Corte ordena frenar la discriminación por sobrepeso en el transporte público

Hace 2 horas

La Corte Constitucional le puso límites a la discriminación en el transporte público y ordenó al Estado actuar frente a los obstáculos que enfrentan las personas con sobrepeso. El fallo nació de una tutela en el Eje Cafetero, donde una mujer no logró abordar un bus.

La Corte Constitucional dio un paso relevante en la protección de derechos frente a una forma de exclusión que suele normalizarse en silencio: la discriminación contra personas con sobrepeso en el transporte público. El alto tribunal ordenó adoptar medidas para evitar que este tipo de barreras sigan impidiendo el acceso digno a buses y demás sistemas de movilidad, tras estudiar una tutela presentada por una mujer del Eje Cafetero que no pudo subir a un vehículo por su condición física. El mensaje de fondo es claro: el transporte público no puede seguir diseñado ni operado como si todos los cuerpos fueran iguales.

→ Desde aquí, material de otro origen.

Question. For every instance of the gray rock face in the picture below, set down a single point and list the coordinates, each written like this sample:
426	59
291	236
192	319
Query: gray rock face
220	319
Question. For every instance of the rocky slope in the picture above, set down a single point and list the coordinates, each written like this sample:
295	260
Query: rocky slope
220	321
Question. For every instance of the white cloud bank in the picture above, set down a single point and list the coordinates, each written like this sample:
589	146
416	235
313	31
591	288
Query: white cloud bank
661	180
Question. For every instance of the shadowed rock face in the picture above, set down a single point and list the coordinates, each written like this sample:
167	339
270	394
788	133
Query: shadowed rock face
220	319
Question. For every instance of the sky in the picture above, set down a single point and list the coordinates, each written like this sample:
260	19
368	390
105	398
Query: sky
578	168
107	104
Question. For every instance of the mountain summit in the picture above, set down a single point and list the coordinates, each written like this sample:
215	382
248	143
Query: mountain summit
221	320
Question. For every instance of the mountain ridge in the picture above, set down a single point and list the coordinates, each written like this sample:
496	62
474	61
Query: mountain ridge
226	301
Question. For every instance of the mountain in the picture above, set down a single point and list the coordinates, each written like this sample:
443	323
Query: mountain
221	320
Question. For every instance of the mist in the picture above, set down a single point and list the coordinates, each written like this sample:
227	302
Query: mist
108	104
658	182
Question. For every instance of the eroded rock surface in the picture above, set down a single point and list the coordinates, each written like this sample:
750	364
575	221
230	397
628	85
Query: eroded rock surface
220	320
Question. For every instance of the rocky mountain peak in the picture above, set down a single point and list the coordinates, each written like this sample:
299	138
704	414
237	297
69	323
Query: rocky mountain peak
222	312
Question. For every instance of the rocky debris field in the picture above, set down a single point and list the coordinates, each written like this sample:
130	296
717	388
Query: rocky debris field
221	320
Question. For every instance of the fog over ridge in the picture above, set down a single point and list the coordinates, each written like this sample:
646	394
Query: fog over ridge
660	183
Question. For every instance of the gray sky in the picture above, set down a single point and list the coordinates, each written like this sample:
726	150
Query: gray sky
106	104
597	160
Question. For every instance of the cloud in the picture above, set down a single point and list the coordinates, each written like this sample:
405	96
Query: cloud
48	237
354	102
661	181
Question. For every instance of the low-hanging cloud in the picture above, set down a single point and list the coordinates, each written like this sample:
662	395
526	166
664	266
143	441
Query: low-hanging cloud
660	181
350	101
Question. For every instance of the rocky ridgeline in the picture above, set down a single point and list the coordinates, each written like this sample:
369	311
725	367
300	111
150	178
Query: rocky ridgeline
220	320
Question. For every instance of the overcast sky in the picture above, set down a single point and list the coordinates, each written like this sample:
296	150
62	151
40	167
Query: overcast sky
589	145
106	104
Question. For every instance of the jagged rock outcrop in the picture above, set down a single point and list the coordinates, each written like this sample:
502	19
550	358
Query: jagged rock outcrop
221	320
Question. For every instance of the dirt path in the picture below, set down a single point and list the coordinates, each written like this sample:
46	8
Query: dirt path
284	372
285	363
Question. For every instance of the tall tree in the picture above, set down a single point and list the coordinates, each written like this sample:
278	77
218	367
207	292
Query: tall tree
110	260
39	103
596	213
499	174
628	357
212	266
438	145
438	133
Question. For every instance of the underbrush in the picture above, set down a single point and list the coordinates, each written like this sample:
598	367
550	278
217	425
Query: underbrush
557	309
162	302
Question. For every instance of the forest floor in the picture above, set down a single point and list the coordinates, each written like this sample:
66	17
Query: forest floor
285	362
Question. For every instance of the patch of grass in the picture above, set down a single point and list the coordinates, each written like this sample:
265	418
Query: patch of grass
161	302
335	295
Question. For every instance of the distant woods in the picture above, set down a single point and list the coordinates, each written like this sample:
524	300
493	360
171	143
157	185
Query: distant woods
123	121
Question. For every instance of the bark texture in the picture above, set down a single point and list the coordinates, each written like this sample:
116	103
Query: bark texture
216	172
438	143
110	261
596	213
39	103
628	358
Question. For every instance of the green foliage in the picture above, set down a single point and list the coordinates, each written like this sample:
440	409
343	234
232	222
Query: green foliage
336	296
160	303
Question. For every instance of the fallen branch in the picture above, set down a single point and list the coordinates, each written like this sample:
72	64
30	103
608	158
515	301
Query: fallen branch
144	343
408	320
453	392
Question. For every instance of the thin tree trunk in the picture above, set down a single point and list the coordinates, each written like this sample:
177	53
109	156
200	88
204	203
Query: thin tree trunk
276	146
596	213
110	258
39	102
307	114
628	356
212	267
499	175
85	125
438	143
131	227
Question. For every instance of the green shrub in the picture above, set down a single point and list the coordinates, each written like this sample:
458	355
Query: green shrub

Según informó infobae colombia, la decisión no se quedó en la queja individual. La Corte también impartió directrices al Ministerio de Transporte para impulsar políticas públicas con enfoque de derechos humanos, orientadas a garantizar el llamado diseño universal en los sistemas de transporte. En la práctica, eso implica pensar la movilidad desde la accesibilidad real, no desde una lógica abstracta que ignora la diversidad corporal de los usuarios. El fallo abre una discusión incómoda pero necesaria sobre la manera en que estaciones, buses, torniquetes, puertas, asientos y protocolos de abordaje pueden convertirse en filtros de exclusión para miles de personas.

El caso importa porque revela un problema más amplio que una sola tutela. En Colombia, el debate sobre accesibilidad suele concentrarse en personas con discapacidad física o movilidad reducida, pero la decisión de la Corte amplía el lente hacia otras formas de discriminación asociadas al peso corporal, una condición que muchas veces se traduce en burlas, trato indigno o imposibilidad práctica de usar servicios públicos. En un país donde buena parte de la población depende del transporte colectivo para trabajar, estudiar o llegar a citas médicas, cualquier barrera de acceso no es un detalle menor: es una restricción concreta del derecho a la movilidad, al trabajo y a la igualdad. El trasfondo es jurídico, pero también social: obliga a revisar cuántas veces la exclusión se disfraza de normalidad.

La orden del alto tribunal puede marcar un precedente para futuras políticas de movilidad en Colombia, sobre todo si el Ministerio de Transporte asume el mandato con medidas verificables y no con simples lineamientos generales. Más allá del caso puntual, la decisión deja una advertencia para operadores públicos y privados: la dignidad de los usuarios no puede depender de su talla, peso o apariencia. Si el transporte es un servicio esencial, el Estado tiene la obligación de garantizar que realmente lo sea para todos, no solo para quienes encajan en un modelo corporal estándar.